On Tuesday, Miss Sonia was struggling with this cold and had to be started on oxygen. Sonia, though, was not sick enough to stay out of trouble trouble - chewing on the oxygen cannula (it was supposed to stay in her nostrils!), tearing the oxygen probe off of her toe (she ate that too), pulling the tubing off of her oxygen machine and detaching the cord from her pulse ox probe. Although I made a great show of admonishing her, I was secretly pleased that she was feeling well enough to cause trouble.
'Young lady, if you don't leave those tubes and wires, I'm sending you down to the office on portable oxygen for a time-out!' I told her in what I think was a fairly convincing tone. I didn't want to scare her, but I did wag my finger for effect ;-) Sonia seemed to consider my words very seriously for a few seconds.....and then her face lit up a smile and she extended her arms for a hug! She got a hug but she was also told that she was not off the hook. Sonia has a stubborn streak and a lots of winning ways. She quickly winds the nannies and nurses here around her little finger!
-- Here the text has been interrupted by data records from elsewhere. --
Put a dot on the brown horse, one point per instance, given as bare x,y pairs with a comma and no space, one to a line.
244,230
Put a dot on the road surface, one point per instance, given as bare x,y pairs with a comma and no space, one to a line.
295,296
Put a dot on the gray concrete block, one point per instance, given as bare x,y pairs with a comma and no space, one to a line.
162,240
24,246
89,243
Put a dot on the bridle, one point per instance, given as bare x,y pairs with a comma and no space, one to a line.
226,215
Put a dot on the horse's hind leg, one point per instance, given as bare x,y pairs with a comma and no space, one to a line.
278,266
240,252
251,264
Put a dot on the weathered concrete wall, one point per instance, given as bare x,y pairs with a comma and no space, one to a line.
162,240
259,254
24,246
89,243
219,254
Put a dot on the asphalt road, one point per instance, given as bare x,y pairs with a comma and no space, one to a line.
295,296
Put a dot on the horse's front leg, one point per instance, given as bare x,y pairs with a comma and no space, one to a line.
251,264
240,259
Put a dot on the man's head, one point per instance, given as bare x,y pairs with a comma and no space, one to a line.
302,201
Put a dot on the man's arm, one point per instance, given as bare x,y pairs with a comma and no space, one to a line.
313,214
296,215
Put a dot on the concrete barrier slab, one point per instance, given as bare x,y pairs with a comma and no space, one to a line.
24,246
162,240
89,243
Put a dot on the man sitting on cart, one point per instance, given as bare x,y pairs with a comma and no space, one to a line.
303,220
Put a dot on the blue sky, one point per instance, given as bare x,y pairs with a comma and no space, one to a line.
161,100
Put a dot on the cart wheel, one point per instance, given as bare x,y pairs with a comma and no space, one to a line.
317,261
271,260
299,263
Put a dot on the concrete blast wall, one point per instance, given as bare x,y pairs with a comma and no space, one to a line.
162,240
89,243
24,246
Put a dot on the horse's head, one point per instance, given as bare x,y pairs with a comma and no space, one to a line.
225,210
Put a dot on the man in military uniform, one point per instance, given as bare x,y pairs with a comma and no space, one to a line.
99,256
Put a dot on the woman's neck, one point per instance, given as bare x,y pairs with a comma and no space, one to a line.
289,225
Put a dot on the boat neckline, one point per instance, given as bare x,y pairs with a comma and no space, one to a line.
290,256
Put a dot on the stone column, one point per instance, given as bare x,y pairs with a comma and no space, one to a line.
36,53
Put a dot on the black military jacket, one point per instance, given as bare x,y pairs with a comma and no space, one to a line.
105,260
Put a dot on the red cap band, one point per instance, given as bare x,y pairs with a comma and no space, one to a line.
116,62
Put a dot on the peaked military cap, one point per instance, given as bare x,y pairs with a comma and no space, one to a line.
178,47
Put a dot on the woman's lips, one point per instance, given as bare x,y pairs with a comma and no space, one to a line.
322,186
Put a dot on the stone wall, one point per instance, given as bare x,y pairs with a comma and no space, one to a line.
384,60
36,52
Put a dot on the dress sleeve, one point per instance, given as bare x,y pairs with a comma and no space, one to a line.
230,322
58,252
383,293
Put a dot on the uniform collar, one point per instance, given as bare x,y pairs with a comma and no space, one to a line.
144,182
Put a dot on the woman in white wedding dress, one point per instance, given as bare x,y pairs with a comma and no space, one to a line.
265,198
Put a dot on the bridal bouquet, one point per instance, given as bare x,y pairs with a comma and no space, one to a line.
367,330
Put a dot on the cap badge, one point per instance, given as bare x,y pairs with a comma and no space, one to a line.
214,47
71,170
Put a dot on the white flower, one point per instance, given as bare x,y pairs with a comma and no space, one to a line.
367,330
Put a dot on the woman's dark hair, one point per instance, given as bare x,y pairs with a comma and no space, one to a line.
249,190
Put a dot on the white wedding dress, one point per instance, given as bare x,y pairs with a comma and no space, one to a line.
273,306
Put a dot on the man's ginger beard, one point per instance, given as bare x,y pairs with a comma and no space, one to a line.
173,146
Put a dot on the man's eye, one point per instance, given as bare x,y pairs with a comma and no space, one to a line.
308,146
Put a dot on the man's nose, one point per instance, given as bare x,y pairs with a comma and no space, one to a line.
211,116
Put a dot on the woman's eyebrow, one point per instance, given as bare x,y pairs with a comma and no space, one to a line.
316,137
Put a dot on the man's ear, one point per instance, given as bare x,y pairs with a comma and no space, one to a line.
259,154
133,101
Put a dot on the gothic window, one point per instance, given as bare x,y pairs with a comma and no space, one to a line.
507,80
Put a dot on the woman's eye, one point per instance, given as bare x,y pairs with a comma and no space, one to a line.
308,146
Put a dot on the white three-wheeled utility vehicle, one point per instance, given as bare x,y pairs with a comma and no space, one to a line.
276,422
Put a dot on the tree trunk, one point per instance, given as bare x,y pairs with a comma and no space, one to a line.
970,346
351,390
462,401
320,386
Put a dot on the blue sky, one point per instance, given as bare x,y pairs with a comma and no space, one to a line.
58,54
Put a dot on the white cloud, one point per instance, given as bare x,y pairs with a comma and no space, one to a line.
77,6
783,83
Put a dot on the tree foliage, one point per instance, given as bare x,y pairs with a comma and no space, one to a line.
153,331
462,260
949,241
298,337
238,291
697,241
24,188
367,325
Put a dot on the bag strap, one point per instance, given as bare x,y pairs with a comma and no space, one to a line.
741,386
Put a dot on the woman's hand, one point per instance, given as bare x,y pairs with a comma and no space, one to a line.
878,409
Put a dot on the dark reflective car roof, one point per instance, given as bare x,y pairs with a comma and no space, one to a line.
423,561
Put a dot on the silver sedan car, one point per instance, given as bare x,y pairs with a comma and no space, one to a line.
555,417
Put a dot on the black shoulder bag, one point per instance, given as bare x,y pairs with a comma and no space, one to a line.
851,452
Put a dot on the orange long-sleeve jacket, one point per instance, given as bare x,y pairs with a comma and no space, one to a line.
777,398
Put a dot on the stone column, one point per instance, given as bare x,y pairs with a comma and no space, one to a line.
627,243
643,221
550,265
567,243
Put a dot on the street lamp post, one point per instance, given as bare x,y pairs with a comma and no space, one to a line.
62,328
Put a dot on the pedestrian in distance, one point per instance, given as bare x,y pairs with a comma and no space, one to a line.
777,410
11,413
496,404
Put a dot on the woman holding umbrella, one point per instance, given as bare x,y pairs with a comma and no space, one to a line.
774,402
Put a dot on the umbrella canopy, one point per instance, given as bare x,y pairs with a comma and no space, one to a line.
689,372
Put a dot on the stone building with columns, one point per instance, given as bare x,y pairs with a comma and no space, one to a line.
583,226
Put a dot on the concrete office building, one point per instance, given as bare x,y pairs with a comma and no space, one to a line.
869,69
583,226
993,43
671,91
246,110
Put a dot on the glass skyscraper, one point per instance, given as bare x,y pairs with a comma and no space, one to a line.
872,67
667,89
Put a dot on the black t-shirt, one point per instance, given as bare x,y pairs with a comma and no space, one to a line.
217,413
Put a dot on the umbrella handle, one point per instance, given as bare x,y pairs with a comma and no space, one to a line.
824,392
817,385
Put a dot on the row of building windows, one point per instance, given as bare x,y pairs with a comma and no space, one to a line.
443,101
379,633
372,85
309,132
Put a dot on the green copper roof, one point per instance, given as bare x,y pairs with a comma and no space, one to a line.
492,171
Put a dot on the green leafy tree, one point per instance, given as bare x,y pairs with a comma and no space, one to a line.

Before her heart surgery, simple colds lasted for up to a month, and lead to pneumonia, heart failure and several weeks on CPAP and oxygen. This time, after a short course of steroids, Sonia was off of her oxygen in two and a half days. Heart surgery really has changed the course of her life.
On Wednesday, Bobo, our 12 month old baby who weighs around 7lb and who has several birth defects, returned to the NICU severely dehydrated and needed IV fluids. He is a very frail infant, who quickly destabalizes. Although he is recovering well from his current illness, I see signs that his condition is deteriorating. He is very delayed in his development, and seems to be regressing in some areas. He has the virus that is going around the nursery and he sometimes needs suction to clear secretions that get stuck in his throat.
The great thing about having medical capabilities is that we are able to treat children right away, at the orphanage instead of sending them to a hospital in the city. Our medical programme is expensive but it pays dividends for our children, who get the care they need, provided by staff that they know, in a familiar environment where they feel safe and loved. If you have access to medical supplies and would like to help keep us stalked with essential items, please visit this page on main GLA blog for an updated list of the things we need.
Please forgive any 'typo's'. GLA's internet is telling blogger and other websites that they are being pulled up in Germany. As a result, the spell checks on those sites are German!